Para responder o objetivo específico “verificar as perspectivas e entraves para a internacionalização do etanol” a análise de dados envolveu duas etapas. Primeiro, foi feita uma revisão teórica sobre a dimensão “internacionalização do etanol”, em que se buscou apresentar um panorama da internacionalização do etanol, caracterizando-se as principais barreiras e perspectivas. Em seguida, os mesmos pontos foram analisados, mas a partir da visão dos entrevistados, cujas informações foram compiladas no Estágio 1 (Dimensão – Internacionalização do etano) do SSM. Os resultados são apresentados no estágio 2 do SSM dentro da dimensão “internacionalização do etanol” e foram obtidos a partir de uma análise cruzada entre as informações obtidas no referencial teórico e no estágio 1 do SSM.

Os mesmos procedimentos foram adotados na análise de dados e apresentação dos resultados para os objetivos específicos “conhecer e analisar os principais desafios para o investimento direto na produção de etanol de cana-de-açúcar com capital misto brasileiro em países africanos” e “verificar as dificuldades e perspectivas que as empresas do setor sucroenergético brasileiro enfrentam dentro do Brasil para investir em novas fronteiras de produção”.

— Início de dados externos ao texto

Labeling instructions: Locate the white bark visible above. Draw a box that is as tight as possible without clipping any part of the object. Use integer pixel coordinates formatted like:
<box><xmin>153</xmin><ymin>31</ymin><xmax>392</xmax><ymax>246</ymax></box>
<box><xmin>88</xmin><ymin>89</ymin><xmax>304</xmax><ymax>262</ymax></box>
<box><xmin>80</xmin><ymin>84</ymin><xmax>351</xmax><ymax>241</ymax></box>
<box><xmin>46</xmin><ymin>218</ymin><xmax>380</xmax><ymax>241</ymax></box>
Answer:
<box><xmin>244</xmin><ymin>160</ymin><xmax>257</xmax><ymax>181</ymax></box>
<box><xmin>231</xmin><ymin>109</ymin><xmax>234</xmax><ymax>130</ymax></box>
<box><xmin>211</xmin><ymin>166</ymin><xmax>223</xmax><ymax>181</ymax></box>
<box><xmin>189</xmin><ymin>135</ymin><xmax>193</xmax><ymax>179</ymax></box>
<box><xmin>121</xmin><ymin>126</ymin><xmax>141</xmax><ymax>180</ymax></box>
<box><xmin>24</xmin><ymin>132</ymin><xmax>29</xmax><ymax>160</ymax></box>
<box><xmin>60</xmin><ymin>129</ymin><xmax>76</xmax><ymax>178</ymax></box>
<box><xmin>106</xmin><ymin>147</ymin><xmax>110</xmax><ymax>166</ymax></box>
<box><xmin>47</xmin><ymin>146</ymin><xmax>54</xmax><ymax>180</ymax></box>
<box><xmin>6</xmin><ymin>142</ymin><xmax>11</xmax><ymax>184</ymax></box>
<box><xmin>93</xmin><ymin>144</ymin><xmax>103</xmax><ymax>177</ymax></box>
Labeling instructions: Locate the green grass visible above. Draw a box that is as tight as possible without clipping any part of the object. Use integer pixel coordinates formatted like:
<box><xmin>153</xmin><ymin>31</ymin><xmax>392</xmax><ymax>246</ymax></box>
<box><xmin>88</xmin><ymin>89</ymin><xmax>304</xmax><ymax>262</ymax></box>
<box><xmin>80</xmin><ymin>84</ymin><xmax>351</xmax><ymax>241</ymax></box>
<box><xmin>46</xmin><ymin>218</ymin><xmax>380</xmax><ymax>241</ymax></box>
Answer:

A partir de um entendimento sistêmico das questões discutidas acima, foi possível responder ao objetivo “propor ações ao governo brasileiro com o intuito de estimular o desenvolvimento da produção de etanol de cana-de-açúcar em países africanos, bem como estimular os empresários brasileiros a investirem em nesses países”. Para tanto, no estágio 2 do método SSM foram identificadas duas situações-problema, sendo que a proposta de ações para melhorar o sistema é feita nos estágios 6 e 7 do SSM. Foi necessária a divisão em duas partes para responder a cada uma das situações-problema.